2 thoughts to “Les Gendarmes en colère : chronique d’un malaise sans nom”

  1. Mais Colonel,
    parler c’est bien,
    gesticuler avec des mots c’est génial,
    mais cela reste que du vent.

    Jean Sassi, aurait honte, non des dirigeants politiques, mais comme à son époque, des dirigeants de son corps.

    Les étoiles, malheureusement, ne brillent que la nuit; et nul allusion au général et le fait qu’il est décidé de devenir général sans l’approbation de son gouvernement.

    Colonel, lorsque la paix sombre dans les méandres d’une dictature, l’insurrection n’est plus à combattre, c’est plus une question d’organisation.

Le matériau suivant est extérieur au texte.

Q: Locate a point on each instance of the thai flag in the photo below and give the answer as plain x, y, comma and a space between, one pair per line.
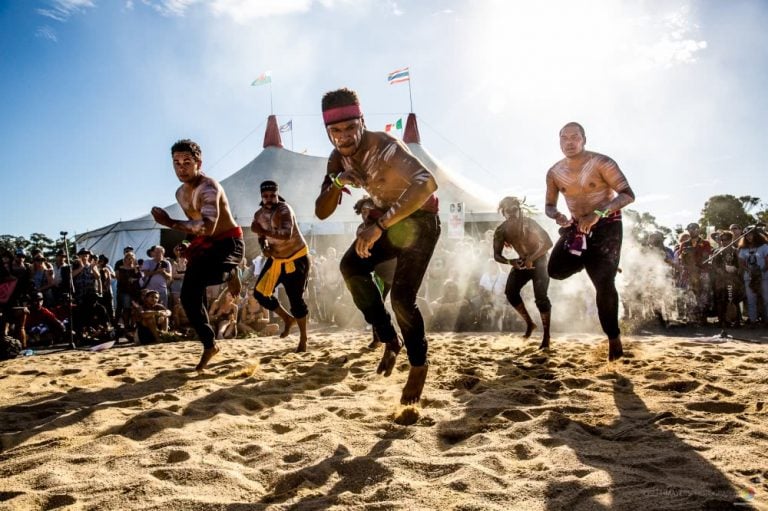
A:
399, 76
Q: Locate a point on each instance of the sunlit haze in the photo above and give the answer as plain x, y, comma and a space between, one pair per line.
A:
94, 93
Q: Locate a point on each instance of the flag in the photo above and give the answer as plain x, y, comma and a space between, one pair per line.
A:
263, 79
399, 76
398, 125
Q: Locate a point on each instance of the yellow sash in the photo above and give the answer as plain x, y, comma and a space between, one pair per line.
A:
266, 286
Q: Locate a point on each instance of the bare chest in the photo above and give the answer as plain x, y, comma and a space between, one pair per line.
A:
579, 181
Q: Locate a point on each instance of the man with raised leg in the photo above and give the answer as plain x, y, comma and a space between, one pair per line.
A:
531, 243
287, 261
217, 246
595, 190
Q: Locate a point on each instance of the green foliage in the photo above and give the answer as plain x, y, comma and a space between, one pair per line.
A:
723, 210
49, 246
644, 224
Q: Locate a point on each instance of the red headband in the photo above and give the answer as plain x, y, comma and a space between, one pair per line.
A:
341, 113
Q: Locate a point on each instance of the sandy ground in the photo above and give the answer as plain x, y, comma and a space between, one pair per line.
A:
678, 424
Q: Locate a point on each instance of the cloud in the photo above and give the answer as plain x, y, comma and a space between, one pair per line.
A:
61, 10
651, 197
47, 32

    Ce que vous cherchez, c’est un homme d’état, une personne qui n’est pas du sérail corrompu (par négligence ou volonté).
    J’apprécie les articles que vous partagez, et ceux que vous écrivez, je ne partage pas toujours vos opinions, mais sachez que si
    le silence est d’or,
    et que
    la parole d’argent,
    alors,
    sachez, que mes couilles sont en diamant;

    que je vous fasse sourire,
    ou simplement rire,
    sachez, qu’un jour la France sera votre, elle sera notre, les français ne sont pas racistes, c’est une connerie, ils ne sont pas chiens, ils veulent juste la paix et le confort, et point essentiel qui en découle, que la justice soit indépendante de l’excutif ??? blabla vous savez parfaitement ce que je veux dire;

    les français, quelque soit leur sexe, leur religion, leur age, leur couleur, sont tolérant mais ne comprennent pas pourquoi après tant d’efforts, ils devraient abandonné le privilège qu’est le fait d’être de français,
    car être français est un privilège unique au monde, c’est peut être le seul privilège que France leur a promis depuis 2000 ans,
    celui de vivre sans se le dire voir en l’oubliant, librement, également et de manière fraternelle.

  2. La présence du général Favier à la tête de la Gendarmerie rassure les gendarmes qui reconnaissent en lui un vrai chef expérimenté , loyal et attentif aux problèmes prioritaires des conditions de d’exécution des diverses missions de l’Institution. L général Favier bénéficie donc, pour la première fois depuis longtemps de l’estime de ses personnels. Il est bien évident que cette position agasse le monde politique qui ne fonctionne que pour ménager ses arrières et ses côtés pour des raisons électorales. D’autre part la mise sous tutelle de la Gendarmerie sous le ministère de l’intérieur se révèle être une énorme erreur tout d’abord pour une raison simple, la Gendarmerie, respectueuse des lois et des règlements de la République ne peut plus s’ opposer à des décisions arbitraires et illégales prises par les représentants du gouvernements, (Préfets et sous-préfets), puisqu’ils sont placés sous leur autorité pour emploi. Ensuite, on sait bien que les syndicats de police tout puissants, militent pour une fusion de la Gendarmerie dans le corps policier . Cette formule a été concrétisée en Belgique et cela a été une erreur. Enfin il ne faut pas mélanger des personnels aux différents statuts et la majorité des personnels de la gendarmerie était opposée à ce transfert . Les gendarmes foncièrement fixés dans un charisme total pour ce qui concerne la réputation de leur Institution, sont respectueux de leur hiérarchie et d’une forme humaine et efficace de la manière dont sont assumées leurs missions. La gendarmerie s’est adaptée à l’évolution de la société et a montré son efficience professionnelle a travers le monde , la prolifération des nombreuses forces de Gendarmerie dans divers pays de plusieurs continents témoigne de la fiabilité d’un corps irremplaçable dans la lutte contre l’insécurité et dans le cœur des français. Les gendarmes ont besoin de considération et des moyens pour assurer leurs tâches quotidiennes.